A: My all-time favorite is Galaxy Zoo, which started when a couple of Sloanies needed to know which galaxies were spirals, which were ellipticals, and which were irregular. But Sloan had a million galaxies, which is a lot for any human to sort through: computers are no good at identifying shapes, humans are superb at it. So the Sloanies put the million galaxies on the internet, asked for help, and within a day, their computer server melted. There are now 300,000 Galaxy Zooites of all ages, all levels of education, from all over the world, and they’ve gone way beyond classifying shapes. Hanny van Arkel, a Dutch primary school teacher, found a strange blue object the Zooites called Hanny’s Voorwerp, and after followups with xray, ultraviolet, and radio telescopes (not to mention the Hubble Space Telescope), the Voorwerp turned out to be a place in an enormous cloud of gas which was being hit by a hard xray jet from a galactic-sized black hole. Zooites also found a new kind of greenish, round galaxy, and then found enough of them that they’re now officially called Green Pea galaxies. Green Peas turn out to be small, nearby, previously unknown galaxies in which stars are being born at a furious rate. Then Zooites went off and taught themselves serious astronomical techniques and began collecting and studying irregular galaxies; astronomers knew of 161 irregulars, the Zooites found 19,000 of them and called their project, Do It Ourselves.

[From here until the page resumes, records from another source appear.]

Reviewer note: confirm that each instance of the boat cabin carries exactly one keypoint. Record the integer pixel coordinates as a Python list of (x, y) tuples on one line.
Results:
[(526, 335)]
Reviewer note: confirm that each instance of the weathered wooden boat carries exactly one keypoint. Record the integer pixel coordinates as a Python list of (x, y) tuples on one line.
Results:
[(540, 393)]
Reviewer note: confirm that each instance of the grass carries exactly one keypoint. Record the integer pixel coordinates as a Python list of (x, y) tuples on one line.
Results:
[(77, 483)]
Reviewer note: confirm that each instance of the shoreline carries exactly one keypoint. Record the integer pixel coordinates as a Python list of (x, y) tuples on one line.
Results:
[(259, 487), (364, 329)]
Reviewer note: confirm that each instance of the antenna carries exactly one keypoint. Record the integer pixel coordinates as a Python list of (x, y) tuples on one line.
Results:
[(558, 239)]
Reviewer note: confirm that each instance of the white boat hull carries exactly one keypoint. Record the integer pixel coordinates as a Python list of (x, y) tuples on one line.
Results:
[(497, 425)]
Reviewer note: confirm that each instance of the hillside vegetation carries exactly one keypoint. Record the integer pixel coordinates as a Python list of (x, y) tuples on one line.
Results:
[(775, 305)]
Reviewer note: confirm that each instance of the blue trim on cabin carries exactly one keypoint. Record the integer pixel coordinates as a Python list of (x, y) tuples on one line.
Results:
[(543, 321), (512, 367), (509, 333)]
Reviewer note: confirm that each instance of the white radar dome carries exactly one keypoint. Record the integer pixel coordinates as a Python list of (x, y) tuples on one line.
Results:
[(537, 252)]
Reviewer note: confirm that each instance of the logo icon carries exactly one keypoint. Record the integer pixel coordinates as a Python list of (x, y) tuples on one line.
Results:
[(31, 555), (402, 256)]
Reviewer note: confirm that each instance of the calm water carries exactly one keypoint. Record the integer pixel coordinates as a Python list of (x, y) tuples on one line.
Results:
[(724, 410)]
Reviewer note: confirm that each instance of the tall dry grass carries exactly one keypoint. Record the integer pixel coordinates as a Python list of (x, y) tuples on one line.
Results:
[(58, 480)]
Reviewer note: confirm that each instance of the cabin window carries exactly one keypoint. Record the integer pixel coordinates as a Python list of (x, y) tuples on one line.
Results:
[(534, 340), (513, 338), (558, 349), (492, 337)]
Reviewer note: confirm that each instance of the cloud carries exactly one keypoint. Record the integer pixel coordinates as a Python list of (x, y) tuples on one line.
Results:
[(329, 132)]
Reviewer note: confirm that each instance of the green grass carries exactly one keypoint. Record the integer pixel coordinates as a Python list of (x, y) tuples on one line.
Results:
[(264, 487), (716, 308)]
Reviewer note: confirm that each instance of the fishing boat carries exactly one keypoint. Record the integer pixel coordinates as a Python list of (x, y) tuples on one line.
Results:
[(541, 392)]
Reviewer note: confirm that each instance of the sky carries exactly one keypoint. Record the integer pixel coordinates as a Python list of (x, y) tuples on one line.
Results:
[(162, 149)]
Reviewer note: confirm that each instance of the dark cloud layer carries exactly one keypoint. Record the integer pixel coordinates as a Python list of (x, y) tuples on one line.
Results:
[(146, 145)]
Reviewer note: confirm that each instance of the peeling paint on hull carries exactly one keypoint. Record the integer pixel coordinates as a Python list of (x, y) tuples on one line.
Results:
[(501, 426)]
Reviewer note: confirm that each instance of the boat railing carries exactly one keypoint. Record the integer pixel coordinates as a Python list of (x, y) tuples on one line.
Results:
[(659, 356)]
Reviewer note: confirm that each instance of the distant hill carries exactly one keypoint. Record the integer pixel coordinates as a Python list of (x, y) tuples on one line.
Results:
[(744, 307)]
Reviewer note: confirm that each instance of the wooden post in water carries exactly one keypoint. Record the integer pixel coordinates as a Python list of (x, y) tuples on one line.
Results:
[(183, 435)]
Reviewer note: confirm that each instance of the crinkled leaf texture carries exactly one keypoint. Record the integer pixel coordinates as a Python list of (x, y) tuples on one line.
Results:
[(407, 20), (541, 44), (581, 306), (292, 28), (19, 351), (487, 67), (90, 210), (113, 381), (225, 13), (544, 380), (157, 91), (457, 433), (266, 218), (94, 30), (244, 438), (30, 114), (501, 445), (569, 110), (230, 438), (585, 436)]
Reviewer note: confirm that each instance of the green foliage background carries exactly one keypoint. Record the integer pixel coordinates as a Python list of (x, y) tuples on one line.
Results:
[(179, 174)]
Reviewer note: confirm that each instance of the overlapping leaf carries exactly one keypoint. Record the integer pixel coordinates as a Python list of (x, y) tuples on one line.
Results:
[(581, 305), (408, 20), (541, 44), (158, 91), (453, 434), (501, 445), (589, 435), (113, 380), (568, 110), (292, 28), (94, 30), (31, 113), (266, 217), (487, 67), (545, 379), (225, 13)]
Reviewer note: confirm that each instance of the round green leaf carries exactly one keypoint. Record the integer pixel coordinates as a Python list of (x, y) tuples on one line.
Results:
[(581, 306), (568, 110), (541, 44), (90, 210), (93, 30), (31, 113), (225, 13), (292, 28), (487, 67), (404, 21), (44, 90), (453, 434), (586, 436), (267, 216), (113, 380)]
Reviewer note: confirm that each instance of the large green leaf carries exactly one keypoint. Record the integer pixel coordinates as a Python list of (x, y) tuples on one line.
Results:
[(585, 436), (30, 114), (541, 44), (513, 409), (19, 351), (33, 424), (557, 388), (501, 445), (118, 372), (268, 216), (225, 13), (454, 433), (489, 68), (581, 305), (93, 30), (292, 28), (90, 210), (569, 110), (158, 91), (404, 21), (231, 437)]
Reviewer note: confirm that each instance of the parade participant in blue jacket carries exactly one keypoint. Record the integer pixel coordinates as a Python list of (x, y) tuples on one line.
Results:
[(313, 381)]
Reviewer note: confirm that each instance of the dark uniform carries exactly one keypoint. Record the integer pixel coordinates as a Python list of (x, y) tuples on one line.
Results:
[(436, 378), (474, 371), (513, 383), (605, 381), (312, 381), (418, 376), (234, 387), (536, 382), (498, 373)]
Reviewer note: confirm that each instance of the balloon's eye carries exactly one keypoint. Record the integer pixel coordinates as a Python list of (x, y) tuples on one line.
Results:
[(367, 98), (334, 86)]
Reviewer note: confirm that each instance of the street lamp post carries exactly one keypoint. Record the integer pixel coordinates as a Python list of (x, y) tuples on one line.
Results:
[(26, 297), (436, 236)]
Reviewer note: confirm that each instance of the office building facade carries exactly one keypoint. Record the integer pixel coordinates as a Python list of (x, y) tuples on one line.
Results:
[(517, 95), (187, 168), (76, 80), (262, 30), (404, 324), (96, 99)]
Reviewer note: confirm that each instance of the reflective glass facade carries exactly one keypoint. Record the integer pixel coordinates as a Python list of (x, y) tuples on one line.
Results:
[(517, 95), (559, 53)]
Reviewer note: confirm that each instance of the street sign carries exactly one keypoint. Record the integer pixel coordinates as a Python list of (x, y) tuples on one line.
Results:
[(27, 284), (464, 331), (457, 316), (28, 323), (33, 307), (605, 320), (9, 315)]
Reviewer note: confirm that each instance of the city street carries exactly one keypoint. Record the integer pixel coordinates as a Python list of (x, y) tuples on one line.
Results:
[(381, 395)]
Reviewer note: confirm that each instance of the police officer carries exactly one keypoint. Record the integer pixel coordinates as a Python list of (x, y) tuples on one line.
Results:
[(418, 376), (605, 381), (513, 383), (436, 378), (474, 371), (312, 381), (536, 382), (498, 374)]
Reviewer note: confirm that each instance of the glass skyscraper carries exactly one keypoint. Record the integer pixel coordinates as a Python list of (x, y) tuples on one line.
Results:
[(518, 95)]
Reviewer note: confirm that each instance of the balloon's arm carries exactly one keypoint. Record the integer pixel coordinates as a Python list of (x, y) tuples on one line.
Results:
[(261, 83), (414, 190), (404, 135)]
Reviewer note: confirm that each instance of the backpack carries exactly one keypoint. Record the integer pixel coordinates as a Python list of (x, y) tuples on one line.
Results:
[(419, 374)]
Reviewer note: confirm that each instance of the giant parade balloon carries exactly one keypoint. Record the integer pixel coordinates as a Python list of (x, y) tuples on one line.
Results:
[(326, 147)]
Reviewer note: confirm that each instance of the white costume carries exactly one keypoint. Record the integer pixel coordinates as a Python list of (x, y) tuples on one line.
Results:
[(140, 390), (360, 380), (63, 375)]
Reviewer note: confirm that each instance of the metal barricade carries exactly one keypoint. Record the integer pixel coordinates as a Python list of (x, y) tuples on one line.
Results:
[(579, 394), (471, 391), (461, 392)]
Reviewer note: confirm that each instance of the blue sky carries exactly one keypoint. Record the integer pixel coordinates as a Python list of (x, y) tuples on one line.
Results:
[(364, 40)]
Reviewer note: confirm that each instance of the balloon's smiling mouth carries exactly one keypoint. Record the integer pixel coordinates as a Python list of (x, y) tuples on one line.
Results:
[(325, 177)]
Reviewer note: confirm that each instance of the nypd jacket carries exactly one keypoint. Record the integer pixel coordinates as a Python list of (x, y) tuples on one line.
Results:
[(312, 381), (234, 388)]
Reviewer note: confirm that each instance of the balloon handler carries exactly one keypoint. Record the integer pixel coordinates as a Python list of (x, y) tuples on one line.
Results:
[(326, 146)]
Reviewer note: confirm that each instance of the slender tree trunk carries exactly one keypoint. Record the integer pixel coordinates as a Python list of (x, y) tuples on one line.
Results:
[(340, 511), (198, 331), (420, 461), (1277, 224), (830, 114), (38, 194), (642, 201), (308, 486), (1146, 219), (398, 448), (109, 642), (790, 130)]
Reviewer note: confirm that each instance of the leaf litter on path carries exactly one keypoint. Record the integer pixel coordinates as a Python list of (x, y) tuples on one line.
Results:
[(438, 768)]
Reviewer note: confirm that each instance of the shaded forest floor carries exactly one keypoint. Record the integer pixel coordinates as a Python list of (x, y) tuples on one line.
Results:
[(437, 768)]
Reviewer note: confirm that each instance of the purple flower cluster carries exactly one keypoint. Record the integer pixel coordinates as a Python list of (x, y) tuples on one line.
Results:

I also love Jim Gunn’s professional trajectory from fame to invisibility, and while invisible, his fight-starting and progress-impeding insistence on doing everything as well as it can possibly be done. When Jim started the Sloan, he was extremely famous and highly respected. He walked away from his own research and spent the next 30 (he’s still doing it) years first putting together the collaboration, then building the camera, while also overseeing and micromanaging every detail of every piece of hardware, software, and politics. He’s a perfectionist whose motto is: “if you don’t do it right to begin with, you’ll have to do it again, no matter what the bloody cost and schedule says.” He caused no end of arguments, particularly when the “young astronomers” involved adopted the same motto. The perfectionism was finally controlled, on the surface anyway, by a remarkable project manager, but Jim and the young astronomers kept doing it right on their own time and without permission. The Sloan’s whole value today is that it’s nearly perfect, and this precision has enabled much of its most important contributions. Jim’s now nominally retired and in any case, has turned the survey over to the young astronomers who have, in their turn, turned it over to the whole astronomical community and to the public.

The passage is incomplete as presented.